EFFECTS OF A HIGH FAT DIET ON OXYTOCIN RECEPTORS IN THE BRAINSTEM
Julie Ngo, Karen Bales.
University of California, Davis, Davis, CA.
While the hormone oxytocin (OT) is known for its role in childbirth, maternal bonding, and lactation, recently studies have suggested that OT can play a role in body weight regulation through several different circuits. Obesity and other metabolic disorders are an important chronic health issue, and OT could have an exciting potential use as a therapy. The relationship between OT and reduced feeding is thought to be mediated through OT receptors in brainstem areas linked to the regulation of meal size (e.g., nucleus of the solitary tract (NTS)).

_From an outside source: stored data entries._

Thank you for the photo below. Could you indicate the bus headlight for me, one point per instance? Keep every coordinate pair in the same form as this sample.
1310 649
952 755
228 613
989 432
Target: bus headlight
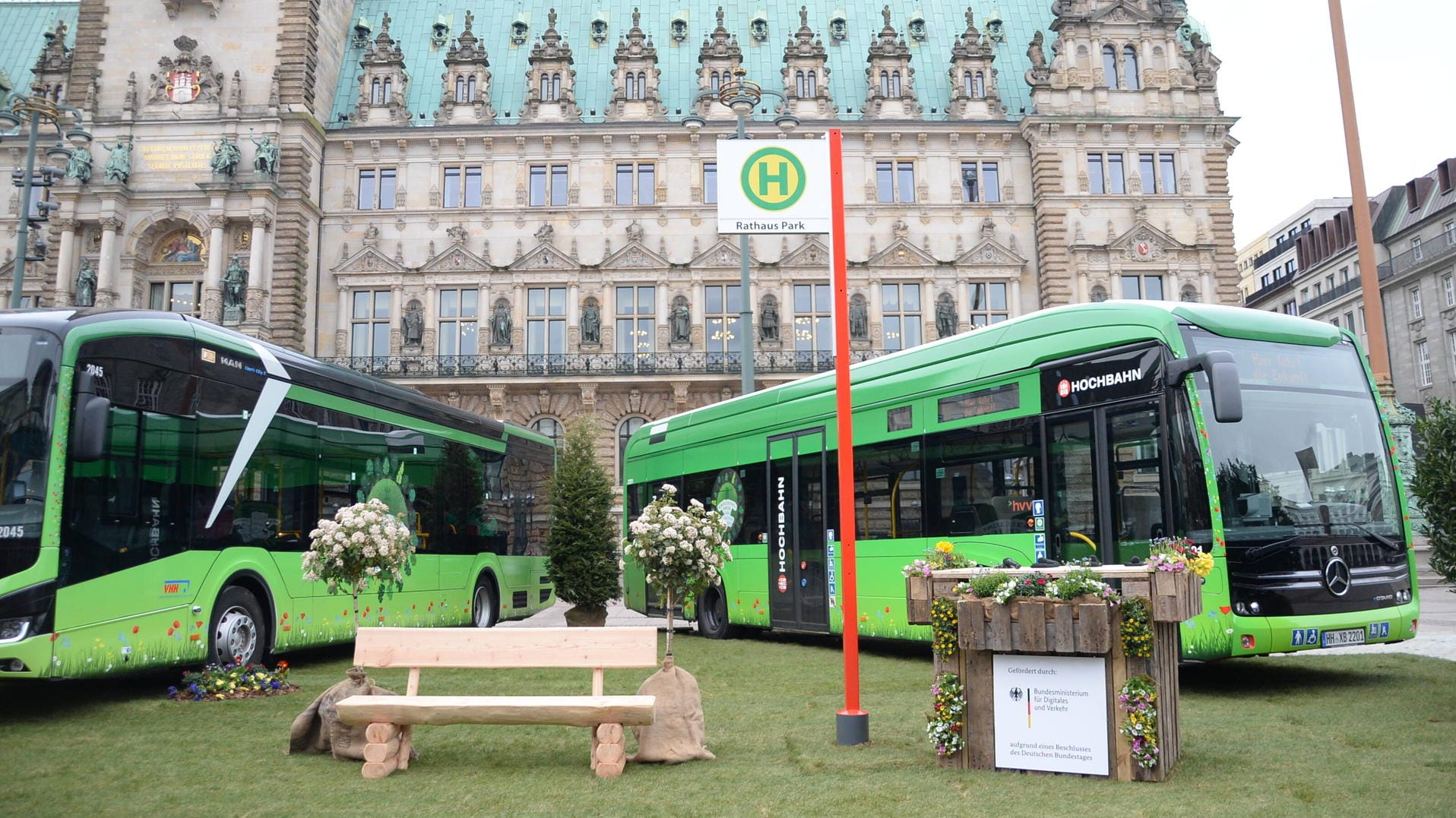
14 629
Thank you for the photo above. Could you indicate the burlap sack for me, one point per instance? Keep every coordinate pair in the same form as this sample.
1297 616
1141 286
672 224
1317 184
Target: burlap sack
319 730
676 732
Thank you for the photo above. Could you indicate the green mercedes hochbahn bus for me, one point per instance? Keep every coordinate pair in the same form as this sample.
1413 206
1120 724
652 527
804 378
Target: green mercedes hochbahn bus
1075 431
160 476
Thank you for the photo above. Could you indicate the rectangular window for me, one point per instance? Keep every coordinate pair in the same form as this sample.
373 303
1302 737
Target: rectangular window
988 305
710 182
640 179
1149 287
980 182
901 312
976 403
1166 174
546 321
1116 179
894 181
637 321
813 325
723 319
459 321
370 324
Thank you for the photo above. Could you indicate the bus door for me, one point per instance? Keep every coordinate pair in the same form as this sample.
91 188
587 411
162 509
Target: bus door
1107 476
798 584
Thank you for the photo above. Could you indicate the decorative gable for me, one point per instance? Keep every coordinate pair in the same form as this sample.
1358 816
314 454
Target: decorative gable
465 95
901 254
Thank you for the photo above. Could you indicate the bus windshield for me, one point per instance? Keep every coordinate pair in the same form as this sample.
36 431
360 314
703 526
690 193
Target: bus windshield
28 360
1309 457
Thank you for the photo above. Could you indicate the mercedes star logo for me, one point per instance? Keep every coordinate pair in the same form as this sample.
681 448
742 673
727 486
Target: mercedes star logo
1337 576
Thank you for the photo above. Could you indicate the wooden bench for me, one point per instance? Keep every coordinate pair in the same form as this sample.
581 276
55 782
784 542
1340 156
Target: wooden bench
391 718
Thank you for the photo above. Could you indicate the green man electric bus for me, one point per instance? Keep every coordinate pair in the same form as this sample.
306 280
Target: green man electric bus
160 476
1069 433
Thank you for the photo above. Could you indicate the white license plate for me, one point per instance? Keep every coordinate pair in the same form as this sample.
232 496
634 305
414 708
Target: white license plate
1340 638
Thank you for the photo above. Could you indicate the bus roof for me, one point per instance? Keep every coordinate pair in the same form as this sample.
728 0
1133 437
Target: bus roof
1161 319
302 368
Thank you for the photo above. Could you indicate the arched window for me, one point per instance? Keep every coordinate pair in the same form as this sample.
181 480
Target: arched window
625 431
549 427
1109 66
1130 69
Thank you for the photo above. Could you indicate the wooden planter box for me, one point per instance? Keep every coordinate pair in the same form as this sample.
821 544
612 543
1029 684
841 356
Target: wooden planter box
1084 627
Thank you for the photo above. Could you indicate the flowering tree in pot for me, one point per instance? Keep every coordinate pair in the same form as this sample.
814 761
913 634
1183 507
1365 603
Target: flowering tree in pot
682 552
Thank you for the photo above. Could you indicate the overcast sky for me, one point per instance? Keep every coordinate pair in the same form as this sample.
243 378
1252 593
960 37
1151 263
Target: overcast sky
1279 79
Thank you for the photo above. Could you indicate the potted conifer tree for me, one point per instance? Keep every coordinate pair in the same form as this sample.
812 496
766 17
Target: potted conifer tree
583 542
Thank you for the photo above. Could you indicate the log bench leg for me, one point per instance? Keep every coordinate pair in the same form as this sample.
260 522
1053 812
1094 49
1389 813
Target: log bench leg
386 746
607 751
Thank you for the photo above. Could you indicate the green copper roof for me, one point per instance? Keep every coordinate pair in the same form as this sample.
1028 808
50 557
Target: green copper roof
411 24
25 27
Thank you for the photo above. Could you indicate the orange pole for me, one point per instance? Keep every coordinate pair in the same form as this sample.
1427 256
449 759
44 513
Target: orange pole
1365 233
852 724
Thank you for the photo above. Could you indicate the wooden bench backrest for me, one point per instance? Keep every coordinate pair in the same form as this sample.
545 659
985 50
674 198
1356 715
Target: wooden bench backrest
505 648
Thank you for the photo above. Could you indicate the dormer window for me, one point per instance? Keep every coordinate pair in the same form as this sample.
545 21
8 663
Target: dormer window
761 30
362 31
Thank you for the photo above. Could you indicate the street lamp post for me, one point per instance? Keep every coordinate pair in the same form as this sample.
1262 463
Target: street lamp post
38 109
742 96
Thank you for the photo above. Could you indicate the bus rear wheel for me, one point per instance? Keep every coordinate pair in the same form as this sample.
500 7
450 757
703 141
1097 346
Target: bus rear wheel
238 632
485 605
712 614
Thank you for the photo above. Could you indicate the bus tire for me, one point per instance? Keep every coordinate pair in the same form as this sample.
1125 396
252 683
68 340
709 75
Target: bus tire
485 603
239 632
712 614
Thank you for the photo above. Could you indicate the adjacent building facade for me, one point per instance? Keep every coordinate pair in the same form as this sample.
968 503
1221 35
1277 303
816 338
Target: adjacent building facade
502 208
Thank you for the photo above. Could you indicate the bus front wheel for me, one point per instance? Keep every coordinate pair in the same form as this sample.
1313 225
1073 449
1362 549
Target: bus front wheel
485 605
712 614
238 629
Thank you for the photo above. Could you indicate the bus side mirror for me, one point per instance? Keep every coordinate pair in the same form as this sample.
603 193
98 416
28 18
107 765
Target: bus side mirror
90 424
1223 382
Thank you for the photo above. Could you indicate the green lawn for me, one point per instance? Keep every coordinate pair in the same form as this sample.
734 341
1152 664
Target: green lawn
1308 735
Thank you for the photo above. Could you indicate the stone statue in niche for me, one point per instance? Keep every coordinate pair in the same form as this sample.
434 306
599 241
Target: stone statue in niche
769 321
502 325
591 324
87 286
945 316
414 325
682 322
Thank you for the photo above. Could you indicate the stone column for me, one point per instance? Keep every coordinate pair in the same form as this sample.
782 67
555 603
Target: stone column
258 273
66 264
109 262
216 262
341 332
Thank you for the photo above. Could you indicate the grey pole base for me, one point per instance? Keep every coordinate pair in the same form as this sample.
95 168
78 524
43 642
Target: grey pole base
850 728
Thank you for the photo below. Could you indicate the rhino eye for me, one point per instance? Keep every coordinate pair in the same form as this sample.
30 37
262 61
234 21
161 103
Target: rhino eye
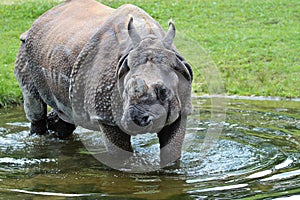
162 93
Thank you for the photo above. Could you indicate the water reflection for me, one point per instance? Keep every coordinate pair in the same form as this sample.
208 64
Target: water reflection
256 156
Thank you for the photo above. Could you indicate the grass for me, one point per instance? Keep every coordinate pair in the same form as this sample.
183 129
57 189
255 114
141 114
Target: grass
255 44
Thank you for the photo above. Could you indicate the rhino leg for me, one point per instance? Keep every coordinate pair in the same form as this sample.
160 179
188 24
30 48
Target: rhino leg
34 106
117 140
171 139
58 126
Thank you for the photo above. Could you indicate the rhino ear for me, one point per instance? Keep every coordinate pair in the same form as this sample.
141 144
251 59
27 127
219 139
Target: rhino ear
133 34
182 67
123 67
169 38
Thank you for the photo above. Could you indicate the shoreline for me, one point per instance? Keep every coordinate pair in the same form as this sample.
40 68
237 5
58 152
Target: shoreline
252 97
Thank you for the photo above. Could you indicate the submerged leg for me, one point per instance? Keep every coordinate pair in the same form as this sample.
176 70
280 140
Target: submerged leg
171 139
61 128
34 106
116 138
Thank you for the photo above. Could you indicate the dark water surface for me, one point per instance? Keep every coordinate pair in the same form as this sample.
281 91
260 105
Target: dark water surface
256 157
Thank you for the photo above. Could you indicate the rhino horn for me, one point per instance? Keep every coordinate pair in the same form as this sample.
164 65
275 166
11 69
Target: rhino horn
169 38
134 36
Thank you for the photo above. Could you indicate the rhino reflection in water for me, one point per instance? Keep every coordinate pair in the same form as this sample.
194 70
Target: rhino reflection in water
101 68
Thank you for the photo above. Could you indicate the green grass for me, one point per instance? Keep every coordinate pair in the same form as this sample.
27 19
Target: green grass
255 44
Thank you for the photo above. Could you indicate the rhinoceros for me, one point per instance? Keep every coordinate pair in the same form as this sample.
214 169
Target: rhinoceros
114 70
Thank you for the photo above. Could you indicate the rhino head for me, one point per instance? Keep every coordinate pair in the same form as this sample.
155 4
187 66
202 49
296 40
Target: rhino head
150 79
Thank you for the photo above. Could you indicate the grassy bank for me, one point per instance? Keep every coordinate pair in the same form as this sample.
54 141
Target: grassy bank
255 44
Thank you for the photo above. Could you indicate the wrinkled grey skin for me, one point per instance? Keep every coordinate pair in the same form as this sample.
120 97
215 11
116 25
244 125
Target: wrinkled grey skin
105 69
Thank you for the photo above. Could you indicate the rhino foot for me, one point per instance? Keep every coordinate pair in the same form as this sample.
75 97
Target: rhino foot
39 127
59 127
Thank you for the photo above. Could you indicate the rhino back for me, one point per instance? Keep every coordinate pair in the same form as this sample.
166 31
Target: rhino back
54 42
94 92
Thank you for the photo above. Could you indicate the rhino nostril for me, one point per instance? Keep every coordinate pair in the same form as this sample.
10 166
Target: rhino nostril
140 118
146 120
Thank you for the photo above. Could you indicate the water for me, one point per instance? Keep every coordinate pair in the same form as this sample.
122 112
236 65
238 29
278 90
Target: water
256 157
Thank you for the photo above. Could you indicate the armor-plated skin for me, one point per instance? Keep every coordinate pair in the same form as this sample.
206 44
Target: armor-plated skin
105 69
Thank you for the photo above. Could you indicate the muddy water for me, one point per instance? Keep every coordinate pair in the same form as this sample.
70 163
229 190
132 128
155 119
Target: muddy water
257 156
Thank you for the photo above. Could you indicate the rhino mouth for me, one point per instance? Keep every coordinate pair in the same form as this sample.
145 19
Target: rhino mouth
137 120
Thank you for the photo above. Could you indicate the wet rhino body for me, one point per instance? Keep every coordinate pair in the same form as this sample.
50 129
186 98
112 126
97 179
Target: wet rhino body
104 69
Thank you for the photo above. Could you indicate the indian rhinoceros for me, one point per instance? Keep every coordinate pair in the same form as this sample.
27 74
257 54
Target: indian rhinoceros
113 70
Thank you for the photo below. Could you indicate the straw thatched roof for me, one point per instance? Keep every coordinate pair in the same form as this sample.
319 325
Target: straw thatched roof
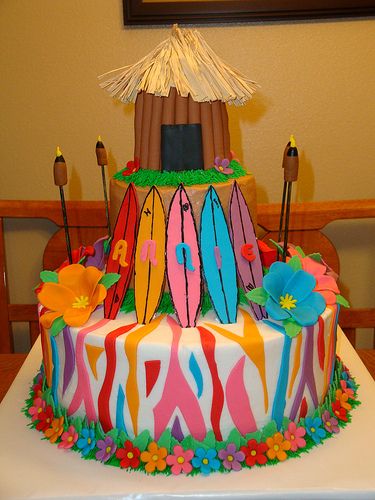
186 62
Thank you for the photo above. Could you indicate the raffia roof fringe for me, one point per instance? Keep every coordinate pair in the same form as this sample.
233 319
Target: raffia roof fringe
184 61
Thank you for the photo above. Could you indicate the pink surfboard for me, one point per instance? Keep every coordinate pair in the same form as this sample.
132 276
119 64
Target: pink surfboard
245 246
183 259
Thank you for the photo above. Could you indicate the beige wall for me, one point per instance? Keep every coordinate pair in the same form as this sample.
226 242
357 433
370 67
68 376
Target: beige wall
317 79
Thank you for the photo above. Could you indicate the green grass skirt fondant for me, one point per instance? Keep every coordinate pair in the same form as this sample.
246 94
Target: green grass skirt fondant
167 443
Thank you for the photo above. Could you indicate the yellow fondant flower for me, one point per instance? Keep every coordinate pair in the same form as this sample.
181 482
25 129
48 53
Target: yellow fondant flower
56 429
277 446
154 457
74 297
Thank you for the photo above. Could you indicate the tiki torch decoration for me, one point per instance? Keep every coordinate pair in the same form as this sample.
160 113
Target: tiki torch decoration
290 166
102 160
61 179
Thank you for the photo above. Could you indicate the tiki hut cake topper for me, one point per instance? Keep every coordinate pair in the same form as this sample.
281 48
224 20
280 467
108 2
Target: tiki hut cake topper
180 92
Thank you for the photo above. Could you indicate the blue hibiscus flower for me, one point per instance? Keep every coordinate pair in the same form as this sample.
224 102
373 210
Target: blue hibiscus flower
291 296
314 429
205 460
87 441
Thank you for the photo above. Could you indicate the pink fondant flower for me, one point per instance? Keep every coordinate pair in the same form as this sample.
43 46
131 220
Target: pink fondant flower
343 398
295 435
131 167
180 460
255 452
339 411
222 166
330 423
325 284
38 407
45 419
347 390
231 457
68 438
128 455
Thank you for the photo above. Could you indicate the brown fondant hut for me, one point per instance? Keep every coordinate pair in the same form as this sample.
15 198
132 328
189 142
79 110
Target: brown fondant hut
180 92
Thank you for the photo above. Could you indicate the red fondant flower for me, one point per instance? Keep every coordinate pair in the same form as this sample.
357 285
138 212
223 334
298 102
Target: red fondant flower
45 419
339 411
131 167
128 456
255 453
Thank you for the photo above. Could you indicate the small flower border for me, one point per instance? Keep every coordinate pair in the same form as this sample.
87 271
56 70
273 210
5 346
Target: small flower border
167 448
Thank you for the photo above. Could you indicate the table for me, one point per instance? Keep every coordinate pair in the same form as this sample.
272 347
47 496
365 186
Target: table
344 467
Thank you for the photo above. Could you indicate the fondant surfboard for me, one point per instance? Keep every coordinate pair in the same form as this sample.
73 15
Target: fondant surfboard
218 262
121 256
245 246
149 264
183 259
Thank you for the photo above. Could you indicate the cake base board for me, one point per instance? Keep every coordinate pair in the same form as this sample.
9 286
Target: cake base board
32 468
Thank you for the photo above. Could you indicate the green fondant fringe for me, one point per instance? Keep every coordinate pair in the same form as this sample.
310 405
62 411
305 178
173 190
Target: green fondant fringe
167 441
166 305
144 178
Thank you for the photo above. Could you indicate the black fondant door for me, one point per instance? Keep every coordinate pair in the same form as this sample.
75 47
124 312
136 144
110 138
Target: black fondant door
181 147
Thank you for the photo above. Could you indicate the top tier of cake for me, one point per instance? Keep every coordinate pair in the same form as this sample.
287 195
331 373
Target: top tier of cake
180 92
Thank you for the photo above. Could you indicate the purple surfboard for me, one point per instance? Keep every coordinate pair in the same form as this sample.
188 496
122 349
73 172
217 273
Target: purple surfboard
246 251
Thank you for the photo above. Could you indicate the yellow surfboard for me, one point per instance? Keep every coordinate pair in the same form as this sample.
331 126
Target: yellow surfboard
150 257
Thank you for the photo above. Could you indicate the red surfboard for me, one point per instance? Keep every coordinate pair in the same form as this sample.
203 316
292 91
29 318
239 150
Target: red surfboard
121 256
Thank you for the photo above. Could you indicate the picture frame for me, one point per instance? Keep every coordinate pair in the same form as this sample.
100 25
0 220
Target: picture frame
147 12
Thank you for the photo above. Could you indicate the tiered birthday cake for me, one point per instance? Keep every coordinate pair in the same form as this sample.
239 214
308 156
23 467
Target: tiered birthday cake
180 344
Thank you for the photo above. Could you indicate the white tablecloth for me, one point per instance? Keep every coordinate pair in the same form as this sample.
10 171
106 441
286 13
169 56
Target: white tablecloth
344 467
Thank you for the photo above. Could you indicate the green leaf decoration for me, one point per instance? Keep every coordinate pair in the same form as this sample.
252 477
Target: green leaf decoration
316 256
109 279
269 430
292 329
209 441
189 443
279 247
257 435
235 438
165 440
342 301
258 295
295 263
300 251
57 326
142 440
49 277
77 424
113 433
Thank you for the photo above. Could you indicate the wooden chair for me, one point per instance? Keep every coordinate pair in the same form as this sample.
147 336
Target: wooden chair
87 223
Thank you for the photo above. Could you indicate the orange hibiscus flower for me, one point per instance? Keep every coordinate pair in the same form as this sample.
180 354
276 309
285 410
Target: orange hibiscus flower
74 297
154 457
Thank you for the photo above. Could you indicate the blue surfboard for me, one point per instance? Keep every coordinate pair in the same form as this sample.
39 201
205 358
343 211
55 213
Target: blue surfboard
218 259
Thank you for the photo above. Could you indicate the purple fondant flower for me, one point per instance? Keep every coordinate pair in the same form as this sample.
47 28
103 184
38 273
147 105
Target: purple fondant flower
330 423
291 296
222 166
107 447
314 429
231 457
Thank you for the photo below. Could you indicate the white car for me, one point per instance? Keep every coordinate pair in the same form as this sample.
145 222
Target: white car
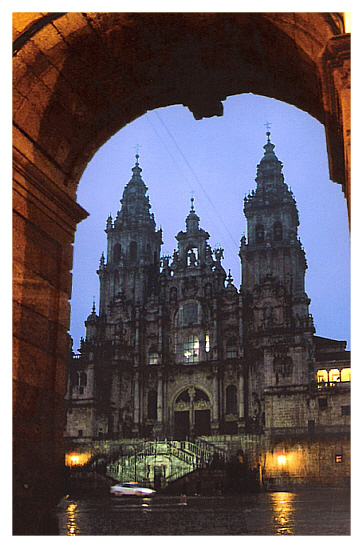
131 488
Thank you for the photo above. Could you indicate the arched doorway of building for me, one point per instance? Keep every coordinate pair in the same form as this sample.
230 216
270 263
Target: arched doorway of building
192 414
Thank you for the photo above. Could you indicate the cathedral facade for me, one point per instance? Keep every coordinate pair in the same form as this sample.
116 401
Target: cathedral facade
178 352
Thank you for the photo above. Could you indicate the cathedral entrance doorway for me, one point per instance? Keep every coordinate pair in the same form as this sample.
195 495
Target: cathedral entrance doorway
192 413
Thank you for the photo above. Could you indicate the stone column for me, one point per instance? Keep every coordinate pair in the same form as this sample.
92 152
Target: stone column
44 223
335 75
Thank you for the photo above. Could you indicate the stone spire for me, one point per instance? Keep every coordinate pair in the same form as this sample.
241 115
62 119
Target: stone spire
192 221
135 211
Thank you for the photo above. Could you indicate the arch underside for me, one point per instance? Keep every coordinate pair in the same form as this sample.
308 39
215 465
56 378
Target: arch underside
108 69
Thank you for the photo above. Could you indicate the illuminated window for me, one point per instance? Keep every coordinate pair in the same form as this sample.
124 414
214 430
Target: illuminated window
345 375
231 348
345 410
191 349
192 257
117 253
153 356
281 459
152 405
334 375
207 343
322 375
231 400
260 234
277 231
133 250
187 314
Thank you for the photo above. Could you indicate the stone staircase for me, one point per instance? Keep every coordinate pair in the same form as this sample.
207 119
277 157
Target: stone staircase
158 463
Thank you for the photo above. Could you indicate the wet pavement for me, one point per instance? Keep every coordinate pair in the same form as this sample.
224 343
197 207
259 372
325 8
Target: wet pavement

To further evaluate the relationship between OT and body weight, we used a diet-induced obesity model in adult male rats, which were given unlimited water and either a high-fat diet or rodent chow and received chronic infusions of either vehicle (saline) or OT (16 nmol/day) into the third ventricle. Our goal is to identify the extent to which alterations in OT receptor binding in the NTS may contribute to OT’s anorexigenic effects in diet-induced obese (DIO) rats. We expect higher binding in DIO animals than lean animals and lower binding in those treated with OT than in those treated with saline. The method used to assess binding will be receptor autoradiography.